We attended a deployment fair last night at Fort Carson. It was my first, and I’m not sure how I felt about it.
There were representatives from Army Community Services (ACS), The Red Cross, Military OneSource, Military & Family LIfe Consultants, Tricare, Religious Services, the post’s Wellness Center, Family Readiness Support Assistant (FRSA), Judge Advocate General (JAG) and several organizations for families with kids (since we don’t have kids yet, we didn’t stop at any of those booths).
We were both impressed at the sheer number of services provided by ACS. We spoke with the Red Cross representative, who explained to me how I can use the Red Cross to send emergency messages to him during deployment. And we talked to TriCare about how my civilian health benefits and military coverage will supplement one another once my fiance and I are married.
When we spoke with a former Army chaplain who runs marriage workshops, I got excited. Anything we can do to learn more about making our new marriage stronger during deployment is information I want to be educated about. My excitement quickly faded when I realized that every last marriage workshop being offered was being offered during the business day. (I work full time.)
The most jarring moment of the fair was when we stopped by the JAG tables to pick up our Powers of Attorney. Colorado requires separate forms for each type of legal situation (financial, automotive, medical, etc.). The JAG representative asked us if we’d like to pick up a medical form so that my fiance could let me know what his wishes would be if he “ended up on a feeding tube”.
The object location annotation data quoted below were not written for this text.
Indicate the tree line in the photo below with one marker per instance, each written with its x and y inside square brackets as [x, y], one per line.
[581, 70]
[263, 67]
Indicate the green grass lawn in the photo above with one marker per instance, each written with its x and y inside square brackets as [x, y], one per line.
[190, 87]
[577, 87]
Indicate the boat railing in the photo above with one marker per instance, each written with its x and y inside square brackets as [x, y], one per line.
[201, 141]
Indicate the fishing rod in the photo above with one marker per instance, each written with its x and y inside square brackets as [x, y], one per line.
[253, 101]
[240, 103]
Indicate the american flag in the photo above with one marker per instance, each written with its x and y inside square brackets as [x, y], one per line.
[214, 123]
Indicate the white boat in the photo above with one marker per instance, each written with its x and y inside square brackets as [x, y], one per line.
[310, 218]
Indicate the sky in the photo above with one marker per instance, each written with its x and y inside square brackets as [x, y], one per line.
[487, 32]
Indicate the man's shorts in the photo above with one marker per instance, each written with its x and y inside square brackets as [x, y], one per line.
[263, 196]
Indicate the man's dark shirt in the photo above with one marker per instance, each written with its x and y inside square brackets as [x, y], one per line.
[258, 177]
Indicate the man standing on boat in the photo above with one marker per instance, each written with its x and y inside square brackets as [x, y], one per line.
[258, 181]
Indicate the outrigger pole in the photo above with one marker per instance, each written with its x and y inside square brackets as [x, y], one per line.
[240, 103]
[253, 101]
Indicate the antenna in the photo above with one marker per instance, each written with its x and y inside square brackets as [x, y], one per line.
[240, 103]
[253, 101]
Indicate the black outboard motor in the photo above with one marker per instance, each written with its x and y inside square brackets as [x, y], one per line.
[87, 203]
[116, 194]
Getting married is not a small decision to make. But to be reminded again last night that by marrying my soldier, I’ll be replacing his parents as his Power of Attorney on decisions like life support left me feeling light-headed and heavy-hearted. The weight of that responsibility became real last night, even though I’d internalized it on an intellectual level long before we were handed those forms.
So my fiance and I move forward with planning things. We’re planning an elopement ceremony. We’re planning my name change. We’re planning for his deployment. We’re planning for our future adventures and home and family. We hope for the best in all of those things, but those booths at the deployment fair last night reminded me that we also have to plan for the worst.